Ebenso muss der Spanier sich Kritik bei den Abroll- und Windgeräuschen gefallen lassen. Doch hey: Es ist ein Kleinwagen, in dem wir sitzen. Das merkt man dann auch an Dingen wie der nicht vorhandenen Gurthöhenverstellung, dem Fehlen der Innengriffe am Dachhimmel und der Abstinenz der Fondbeleuchtung, die gerade für Eltern essenziell ist, um das Kind sicher anschnallen zu können.
Dass der Seat gerne größer und nobler wäre, zeigen Ausstattungsdetails wie das in Lederoptik verkleidete Armaturenbrett und die Keyless-Entry-Funktion, bei der der Schlüssel in der Tasche bleiben kann. Auch so feine Details wie der Abstandstempomat ACC sind auf Wunsch an Bord. Die
Regelung ist jedoch eher grobmotorisch.
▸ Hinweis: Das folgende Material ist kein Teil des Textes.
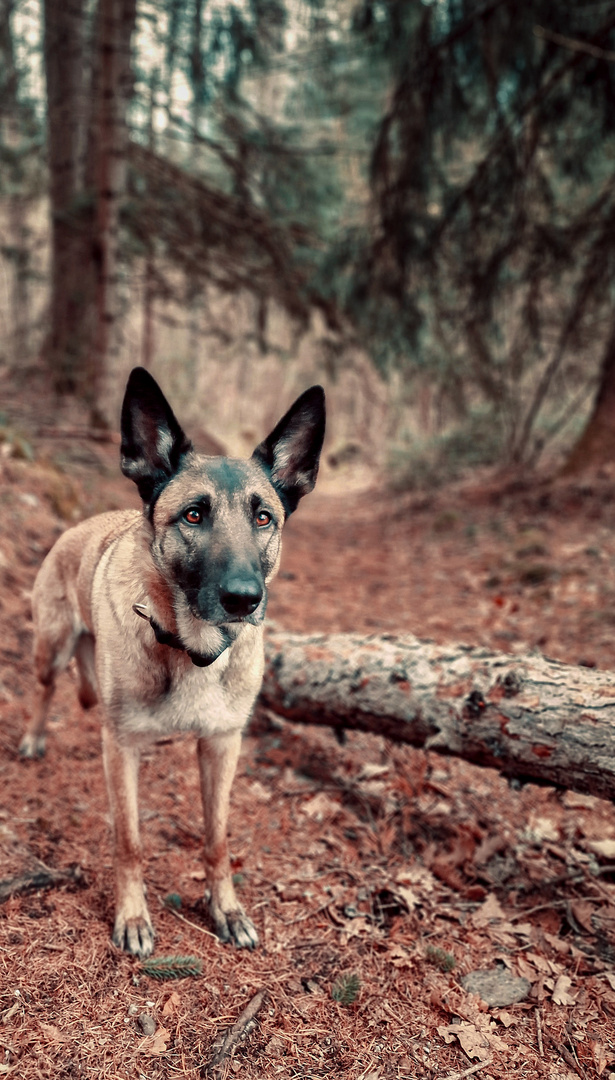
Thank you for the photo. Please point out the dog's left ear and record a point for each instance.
(152, 441)
(292, 451)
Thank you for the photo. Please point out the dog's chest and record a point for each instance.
(192, 700)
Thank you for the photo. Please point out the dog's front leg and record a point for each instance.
(133, 930)
(217, 761)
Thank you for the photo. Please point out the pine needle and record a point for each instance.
(172, 967)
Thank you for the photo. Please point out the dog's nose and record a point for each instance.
(241, 596)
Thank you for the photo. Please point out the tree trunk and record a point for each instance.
(597, 444)
(89, 85)
(117, 23)
(529, 717)
(72, 281)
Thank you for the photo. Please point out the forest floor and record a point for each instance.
(370, 869)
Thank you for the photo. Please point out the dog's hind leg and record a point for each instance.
(132, 930)
(84, 657)
(217, 761)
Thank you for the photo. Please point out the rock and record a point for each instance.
(496, 987)
(146, 1023)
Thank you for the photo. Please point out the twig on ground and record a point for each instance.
(564, 1052)
(242, 1027)
(41, 878)
(539, 1034)
(470, 1071)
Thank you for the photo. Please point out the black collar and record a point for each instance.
(166, 637)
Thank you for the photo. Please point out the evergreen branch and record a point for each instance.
(172, 967)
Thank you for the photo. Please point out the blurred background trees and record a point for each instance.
(411, 201)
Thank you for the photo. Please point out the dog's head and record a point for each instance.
(217, 522)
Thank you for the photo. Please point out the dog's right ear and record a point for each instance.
(152, 441)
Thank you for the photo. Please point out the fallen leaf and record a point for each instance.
(526, 969)
(490, 912)
(583, 912)
(476, 1043)
(320, 807)
(156, 1043)
(258, 792)
(604, 848)
(53, 1034)
(561, 996)
(171, 1004)
(505, 1017)
(409, 895)
(399, 957)
(599, 1055)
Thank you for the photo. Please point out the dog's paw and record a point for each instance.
(134, 935)
(32, 746)
(235, 927)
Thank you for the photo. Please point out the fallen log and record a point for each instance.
(527, 716)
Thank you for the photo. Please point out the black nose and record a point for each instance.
(241, 596)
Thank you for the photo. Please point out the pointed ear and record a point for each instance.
(152, 441)
(291, 453)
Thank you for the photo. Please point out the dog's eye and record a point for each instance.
(194, 515)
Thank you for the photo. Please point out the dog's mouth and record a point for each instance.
(224, 620)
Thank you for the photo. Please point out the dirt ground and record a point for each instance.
(378, 876)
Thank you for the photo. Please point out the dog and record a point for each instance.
(162, 609)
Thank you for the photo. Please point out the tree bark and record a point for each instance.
(71, 278)
(529, 717)
(597, 443)
(89, 85)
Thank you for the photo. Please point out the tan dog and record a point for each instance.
(163, 611)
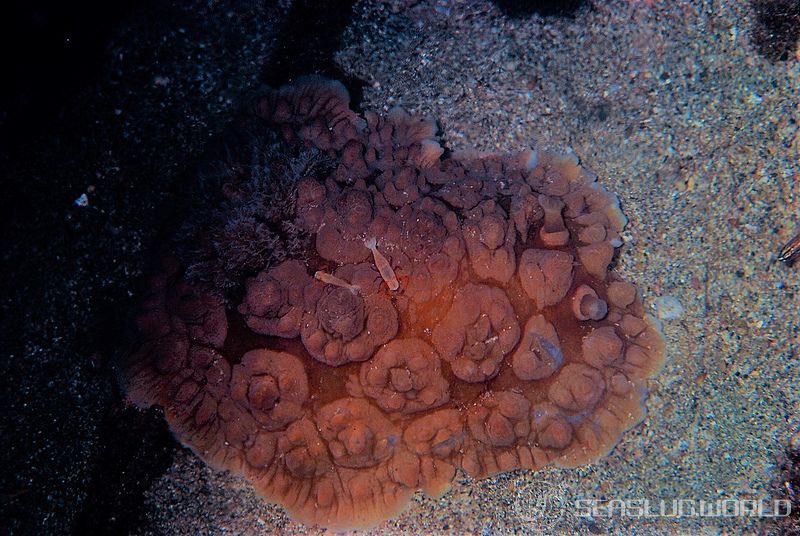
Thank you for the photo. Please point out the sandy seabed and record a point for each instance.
(670, 105)
(666, 101)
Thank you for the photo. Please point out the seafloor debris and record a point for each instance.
(507, 342)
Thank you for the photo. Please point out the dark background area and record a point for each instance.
(118, 101)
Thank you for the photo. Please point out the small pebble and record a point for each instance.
(668, 307)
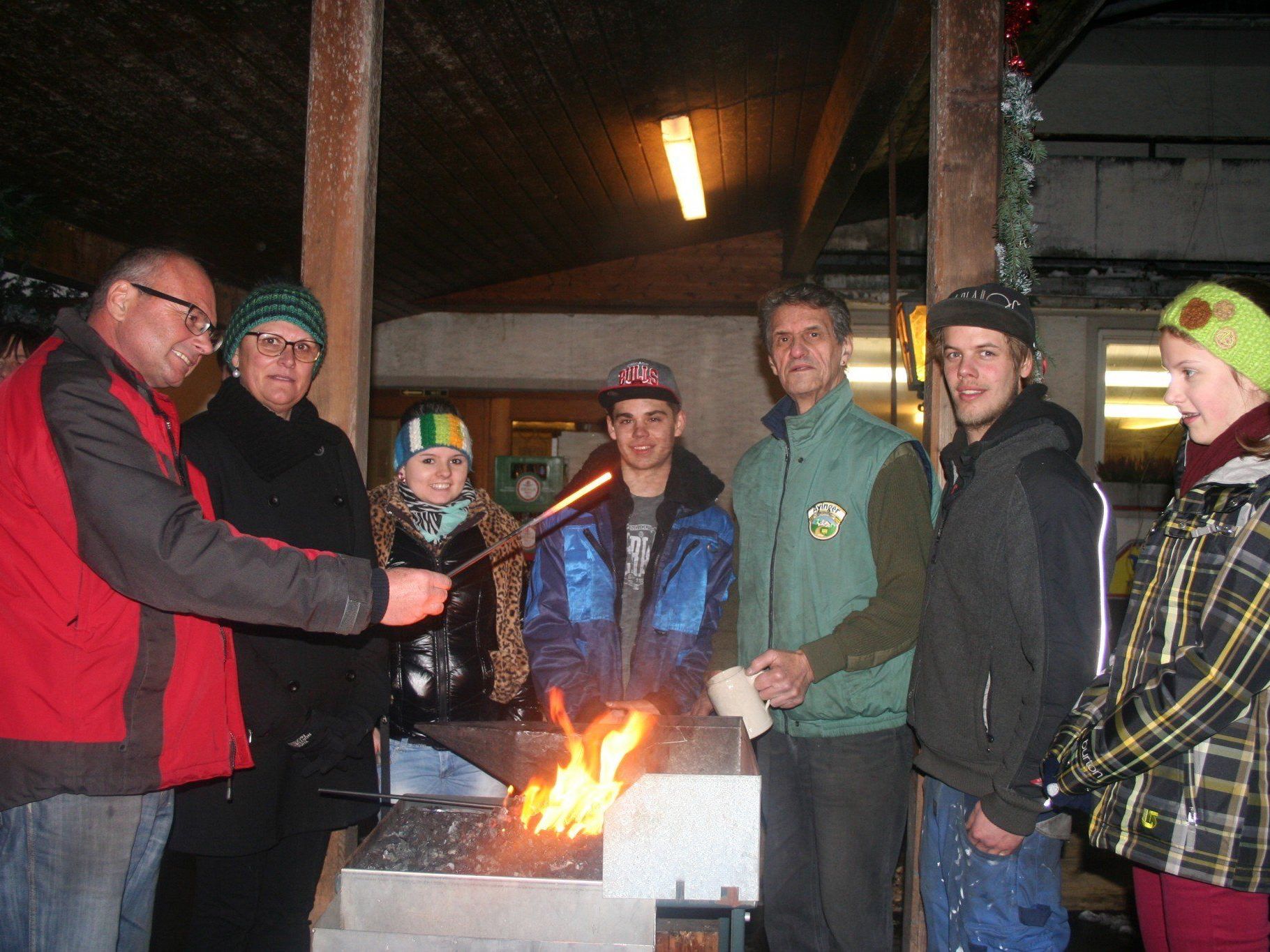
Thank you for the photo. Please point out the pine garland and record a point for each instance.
(1020, 153)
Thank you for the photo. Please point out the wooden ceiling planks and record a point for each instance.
(136, 111)
(517, 136)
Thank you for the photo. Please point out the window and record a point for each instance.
(869, 372)
(1138, 432)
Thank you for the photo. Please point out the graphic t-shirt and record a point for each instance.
(641, 534)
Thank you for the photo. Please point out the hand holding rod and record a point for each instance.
(562, 504)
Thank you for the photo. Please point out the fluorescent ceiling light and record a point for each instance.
(1137, 379)
(1141, 411)
(681, 153)
(873, 373)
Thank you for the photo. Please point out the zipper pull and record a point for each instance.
(229, 781)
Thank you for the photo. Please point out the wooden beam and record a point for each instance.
(718, 277)
(83, 257)
(966, 40)
(341, 167)
(1045, 51)
(966, 165)
(338, 240)
(884, 55)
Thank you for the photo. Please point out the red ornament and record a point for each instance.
(1020, 14)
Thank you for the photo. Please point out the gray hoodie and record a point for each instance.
(1014, 625)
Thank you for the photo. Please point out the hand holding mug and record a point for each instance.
(786, 678)
(732, 693)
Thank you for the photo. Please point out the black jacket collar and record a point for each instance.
(690, 485)
(269, 444)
Wie bei fast allen Seat, weckt die Start-Stopp-Automatik aus dem Kurzzeitschlaf mit dem Wiedereinschalten des Motors, sobald das vorausfahrende Fahrzeug losdüst - prima gelöst.
Schöner Schnickschnack
Viel Schnickschnack für einen Kleinwagen. Schön, dass es das gibt. Und wer will, wählt die Ausstattungslinie Style, spart 1.700 Euro und hat dennoch eine vernünftige Verarbeitung und angemessene Materialien im Innenraum, um sich ab Werk wohl zu fühlen. Ob es der im Vergleich zum 1.0 TSI mit 95 PS (der hat lediglich ein Fünfgang-Getriebe) ein um 840 Euro teurerer TGI sein muss? Kommt drauf an. Alle, denen niedrige TCO und weniger Umweltverschmutzung wichtiger sind als Motorleistung und Reichweite, fahren mit Erdgas besser.
Von Autoflotte getestet
Top- Niedrige Kilometerkosten- Sauberer als Benzin und Diesel- Sozialverträgliche DimensionenFlop- Kofferraum aufgund CNG kleiner- 18-Zoll-Räder zu groß- 320 Kilometer Reichweite wenig
Seat Arona TGI FR
- Ausgabe 11/2019 Seite 55 (646.0 KB, PDF)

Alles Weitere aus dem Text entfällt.